Bunny Watson is the head of the research department for the Federal Broadcasting Company in New York. It is the job of her and her staff to answer questions from the news department, the game shows, public relations, and more. They are required to have at their fingertips the answer to any possible question.
Their jobs are put in jeopardy when Richard Sumner arrives on the scene. He’s an efficiency expert sent to observe the research department. His mission is a secret, but the staff believe he’s there to oversee them being replaced by a computer.
Bunny does her best to convince Richard that humans can’t be replaced by computers, but she instead finds herself falling for this fellow intellectual. What will happen when the computer eventually moves in to take her job?
Desk Set is not rated, but the material is essentially G rated.
I haven’t seen too many Spencer Tracy and Katharine Hepburn movies, so I was curious to see what this one was about. While it does feature their trademark bickering and flirting, I found it more interesting that it tackled the issue of computers taking over the jobs of humans. Back in the 50’s there was a lot of paranoia about this and it is still an issue to some degree today. This movie shows a fictional computer that is the ultimate reference source and can answer any question instantly. While there could not have been such a computer in the 50’s, we have just such tool today the internet. While you can find almost anything on the web today that you might be interested in, the trick still remains knowing how to look for it. That ends up being the case in Desk Set as well. If you don’t look for the right keyword, there’s no telling what you might bring up. In that way the film is strangely prophetic. Complete automation is not the answer to every problem. You have to have an intelligent user behind it and that’s one of the messages of this film.
But back to Tracy and Hepburn they still show good chemistry in this movie, the eighth of their nine films. One of the best scenes in the whole movie is where Richard attempts to stump Bunny with puzzles during a rooftop luncheon. He tries again and again to get her to make a mistake, yet her incredible memory allows her to get the correct answer each time. The look on his face when he realizes he has met his intellectual match is priceless. The two have other funny moments together throughout the story.
There are only two real extras included on this DVD:
Commentary by actors Dina Merrill and John Lee Dina Merrill is the only cast member to provide commentary for the DVD. Also accompanying her is John Lee who had nothing to do with the film but provides a running commentary of trivia when Merrill isn’t talking. He talks about Tracy and Hepburn, the history of the movie, and more while the Merrill discusses her personal experiences on the set. Merrill talks about meeting Hepburn and Tracy and what it was like shooting the film. Despite not having the principal cast members, it is still an informative commentary.

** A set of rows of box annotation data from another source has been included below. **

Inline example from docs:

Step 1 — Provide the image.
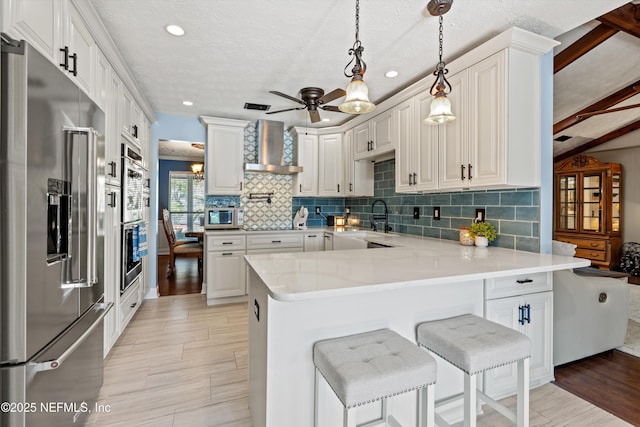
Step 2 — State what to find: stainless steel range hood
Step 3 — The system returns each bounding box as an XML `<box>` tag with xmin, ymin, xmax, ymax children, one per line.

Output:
<box><xmin>244</xmin><ymin>120</ymin><xmax>302</xmax><ymax>175</ymax></box>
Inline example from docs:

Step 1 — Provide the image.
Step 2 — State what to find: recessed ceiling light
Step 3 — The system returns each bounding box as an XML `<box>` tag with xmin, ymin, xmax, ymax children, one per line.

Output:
<box><xmin>165</xmin><ymin>25</ymin><xmax>184</xmax><ymax>36</ymax></box>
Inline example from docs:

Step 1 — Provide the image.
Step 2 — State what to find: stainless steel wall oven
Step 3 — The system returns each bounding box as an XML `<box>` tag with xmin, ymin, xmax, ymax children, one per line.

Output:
<box><xmin>120</xmin><ymin>140</ymin><xmax>146</xmax><ymax>293</ymax></box>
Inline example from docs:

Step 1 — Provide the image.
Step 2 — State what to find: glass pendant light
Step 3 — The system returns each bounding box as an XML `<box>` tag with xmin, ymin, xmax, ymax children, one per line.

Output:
<box><xmin>424</xmin><ymin>0</ymin><xmax>456</xmax><ymax>125</ymax></box>
<box><xmin>338</xmin><ymin>0</ymin><xmax>376</xmax><ymax>114</ymax></box>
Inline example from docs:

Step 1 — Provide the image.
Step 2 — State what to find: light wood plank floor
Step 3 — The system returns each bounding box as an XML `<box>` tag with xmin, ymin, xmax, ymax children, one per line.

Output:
<box><xmin>90</xmin><ymin>294</ymin><xmax>630</xmax><ymax>427</ymax></box>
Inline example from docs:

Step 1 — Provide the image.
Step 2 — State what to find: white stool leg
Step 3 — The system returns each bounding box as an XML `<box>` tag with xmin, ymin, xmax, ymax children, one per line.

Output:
<box><xmin>313</xmin><ymin>368</ymin><xmax>320</xmax><ymax>427</ymax></box>
<box><xmin>342</xmin><ymin>408</ymin><xmax>356</xmax><ymax>427</ymax></box>
<box><xmin>417</xmin><ymin>384</ymin><xmax>435</xmax><ymax>427</ymax></box>
<box><xmin>464</xmin><ymin>373</ymin><xmax>478</xmax><ymax>427</ymax></box>
<box><xmin>516</xmin><ymin>358</ymin><xmax>529</xmax><ymax>427</ymax></box>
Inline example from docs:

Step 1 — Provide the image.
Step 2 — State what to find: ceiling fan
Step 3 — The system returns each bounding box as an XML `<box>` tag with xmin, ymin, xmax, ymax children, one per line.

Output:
<box><xmin>266</xmin><ymin>87</ymin><xmax>346</xmax><ymax>123</ymax></box>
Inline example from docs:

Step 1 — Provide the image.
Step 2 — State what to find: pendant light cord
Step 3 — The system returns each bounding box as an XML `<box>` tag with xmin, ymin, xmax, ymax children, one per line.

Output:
<box><xmin>354</xmin><ymin>0</ymin><xmax>360</xmax><ymax>46</ymax></box>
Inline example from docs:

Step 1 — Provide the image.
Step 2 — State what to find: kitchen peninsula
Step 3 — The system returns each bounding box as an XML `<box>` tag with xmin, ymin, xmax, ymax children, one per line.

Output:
<box><xmin>246</xmin><ymin>237</ymin><xmax>589</xmax><ymax>426</ymax></box>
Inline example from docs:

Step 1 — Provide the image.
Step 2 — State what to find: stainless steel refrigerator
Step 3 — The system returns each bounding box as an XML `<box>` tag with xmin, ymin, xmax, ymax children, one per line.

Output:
<box><xmin>0</xmin><ymin>35</ymin><xmax>111</xmax><ymax>427</ymax></box>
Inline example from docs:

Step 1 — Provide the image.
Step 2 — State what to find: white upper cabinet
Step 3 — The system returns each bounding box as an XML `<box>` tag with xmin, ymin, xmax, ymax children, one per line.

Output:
<box><xmin>318</xmin><ymin>134</ymin><xmax>344</xmax><ymax>197</ymax></box>
<box><xmin>353</xmin><ymin>108</ymin><xmax>395</xmax><ymax>160</ymax></box>
<box><xmin>2</xmin><ymin>0</ymin><xmax>64</xmax><ymax>62</ymax></box>
<box><xmin>104</xmin><ymin>68</ymin><xmax>122</xmax><ymax>185</ymax></box>
<box><xmin>2</xmin><ymin>0</ymin><xmax>96</xmax><ymax>95</ymax></box>
<box><xmin>200</xmin><ymin>116</ymin><xmax>249</xmax><ymax>195</ymax></box>
<box><xmin>439</xmin><ymin>48</ymin><xmax>540</xmax><ymax>189</ymax></box>
<box><xmin>342</xmin><ymin>129</ymin><xmax>374</xmax><ymax>197</ymax></box>
<box><xmin>395</xmin><ymin>95</ymin><xmax>439</xmax><ymax>193</ymax></box>
<box><xmin>290</xmin><ymin>127</ymin><xmax>318</xmax><ymax>196</ymax></box>
<box><xmin>91</xmin><ymin>49</ymin><xmax>111</xmax><ymax>112</ymax></box>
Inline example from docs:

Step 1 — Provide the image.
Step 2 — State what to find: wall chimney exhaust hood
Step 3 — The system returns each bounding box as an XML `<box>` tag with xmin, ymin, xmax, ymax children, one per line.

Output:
<box><xmin>244</xmin><ymin>120</ymin><xmax>302</xmax><ymax>175</ymax></box>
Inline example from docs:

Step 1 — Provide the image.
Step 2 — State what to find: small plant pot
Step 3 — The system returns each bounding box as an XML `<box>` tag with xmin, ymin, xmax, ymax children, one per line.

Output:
<box><xmin>475</xmin><ymin>236</ymin><xmax>489</xmax><ymax>248</ymax></box>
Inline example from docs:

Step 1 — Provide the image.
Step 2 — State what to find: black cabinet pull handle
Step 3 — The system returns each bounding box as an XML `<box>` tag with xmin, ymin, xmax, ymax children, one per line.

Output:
<box><xmin>60</xmin><ymin>46</ymin><xmax>69</xmax><ymax>71</ymax></box>
<box><xmin>518</xmin><ymin>305</ymin><xmax>524</xmax><ymax>325</ymax></box>
<box><xmin>109</xmin><ymin>162</ymin><xmax>117</xmax><ymax>178</ymax></box>
<box><xmin>69</xmin><ymin>53</ymin><xmax>78</xmax><ymax>77</ymax></box>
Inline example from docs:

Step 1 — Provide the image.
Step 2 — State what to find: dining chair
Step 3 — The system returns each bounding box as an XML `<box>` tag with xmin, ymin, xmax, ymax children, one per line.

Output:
<box><xmin>162</xmin><ymin>209</ymin><xmax>203</xmax><ymax>277</ymax></box>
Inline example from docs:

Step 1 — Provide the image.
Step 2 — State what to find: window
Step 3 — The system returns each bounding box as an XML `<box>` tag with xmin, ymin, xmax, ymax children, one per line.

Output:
<box><xmin>169</xmin><ymin>171</ymin><xmax>204</xmax><ymax>240</ymax></box>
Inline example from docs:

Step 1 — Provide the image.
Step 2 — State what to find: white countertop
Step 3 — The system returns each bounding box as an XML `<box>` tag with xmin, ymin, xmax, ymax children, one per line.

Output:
<box><xmin>245</xmin><ymin>228</ymin><xmax>590</xmax><ymax>301</ymax></box>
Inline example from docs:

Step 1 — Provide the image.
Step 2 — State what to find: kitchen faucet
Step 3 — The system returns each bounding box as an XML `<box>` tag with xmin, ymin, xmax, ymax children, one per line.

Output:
<box><xmin>369</xmin><ymin>199</ymin><xmax>391</xmax><ymax>233</ymax></box>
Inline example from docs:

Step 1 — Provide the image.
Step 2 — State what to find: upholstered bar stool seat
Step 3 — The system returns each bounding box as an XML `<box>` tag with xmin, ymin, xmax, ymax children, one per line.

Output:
<box><xmin>313</xmin><ymin>329</ymin><xmax>436</xmax><ymax>426</ymax></box>
<box><xmin>417</xmin><ymin>314</ymin><xmax>531</xmax><ymax>426</ymax></box>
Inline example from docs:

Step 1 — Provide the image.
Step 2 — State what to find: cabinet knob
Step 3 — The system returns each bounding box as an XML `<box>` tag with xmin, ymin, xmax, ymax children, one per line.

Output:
<box><xmin>68</xmin><ymin>53</ymin><xmax>78</xmax><ymax>77</ymax></box>
<box><xmin>60</xmin><ymin>46</ymin><xmax>69</xmax><ymax>71</ymax></box>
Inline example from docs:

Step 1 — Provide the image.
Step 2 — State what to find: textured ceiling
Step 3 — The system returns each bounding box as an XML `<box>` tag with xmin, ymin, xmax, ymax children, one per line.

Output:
<box><xmin>90</xmin><ymin>0</ymin><xmax>640</xmax><ymax>132</ymax></box>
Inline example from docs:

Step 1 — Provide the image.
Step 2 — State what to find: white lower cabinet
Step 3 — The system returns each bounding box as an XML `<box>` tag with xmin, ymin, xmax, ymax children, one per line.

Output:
<box><xmin>205</xmin><ymin>235</ymin><xmax>247</xmax><ymax>304</ymax></box>
<box><xmin>484</xmin><ymin>274</ymin><xmax>553</xmax><ymax>399</ymax></box>
<box><xmin>104</xmin><ymin>186</ymin><xmax>121</xmax><ymax>356</ymax></box>
<box><xmin>207</xmin><ymin>249</ymin><xmax>247</xmax><ymax>298</ymax></box>
<box><xmin>120</xmin><ymin>275</ymin><xmax>142</xmax><ymax>334</ymax></box>
<box><xmin>304</xmin><ymin>232</ymin><xmax>324</xmax><ymax>252</ymax></box>
<box><xmin>324</xmin><ymin>233</ymin><xmax>333</xmax><ymax>251</ymax></box>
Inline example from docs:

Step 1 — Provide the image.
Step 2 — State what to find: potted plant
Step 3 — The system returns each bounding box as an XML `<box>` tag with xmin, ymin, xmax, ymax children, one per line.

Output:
<box><xmin>469</xmin><ymin>221</ymin><xmax>497</xmax><ymax>248</ymax></box>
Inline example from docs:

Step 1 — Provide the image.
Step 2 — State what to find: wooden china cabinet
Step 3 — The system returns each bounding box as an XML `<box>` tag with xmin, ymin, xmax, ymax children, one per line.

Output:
<box><xmin>553</xmin><ymin>155</ymin><xmax>622</xmax><ymax>270</ymax></box>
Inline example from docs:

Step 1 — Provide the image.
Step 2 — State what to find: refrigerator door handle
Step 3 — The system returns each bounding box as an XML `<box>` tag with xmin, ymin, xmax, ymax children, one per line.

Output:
<box><xmin>29</xmin><ymin>302</ymin><xmax>113</xmax><ymax>372</ymax></box>
<box><xmin>61</xmin><ymin>126</ymin><xmax>98</xmax><ymax>289</ymax></box>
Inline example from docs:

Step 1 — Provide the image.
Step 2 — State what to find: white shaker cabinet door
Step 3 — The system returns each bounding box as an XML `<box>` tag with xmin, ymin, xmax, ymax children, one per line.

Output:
<box><xmin>318</xmin><ymin>134</ymin><xmax>344</xmax><ymax>197</ymax></box>
<box><xmin>207</xmin><ymin>250</ymin><xmax>246</xmax><ymax>298</ymax></box>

Movietone News: “Designers Inspired for New Creation by Film Desk Set” This is an extremely brief segment from an old newsreel that featured a fashion show with designs inspired by Desk Set. The models walk a runway made out of old desks and show off dresses worn by Hepburn. It is a little funny to see the old newsreel and styles, but it’s an interesting extra for the DVD.
The Bottom Line:
Desk Set is a fun little romantic comedy that fans of Tracy and Hepburn will love to have on DVD. While it was a cute and amusing look back to the world of the 50’s, it’s still not my kind of film. I prefer action over romance, but I think fans of vintage romantic comedies will thoroughly enjoy it.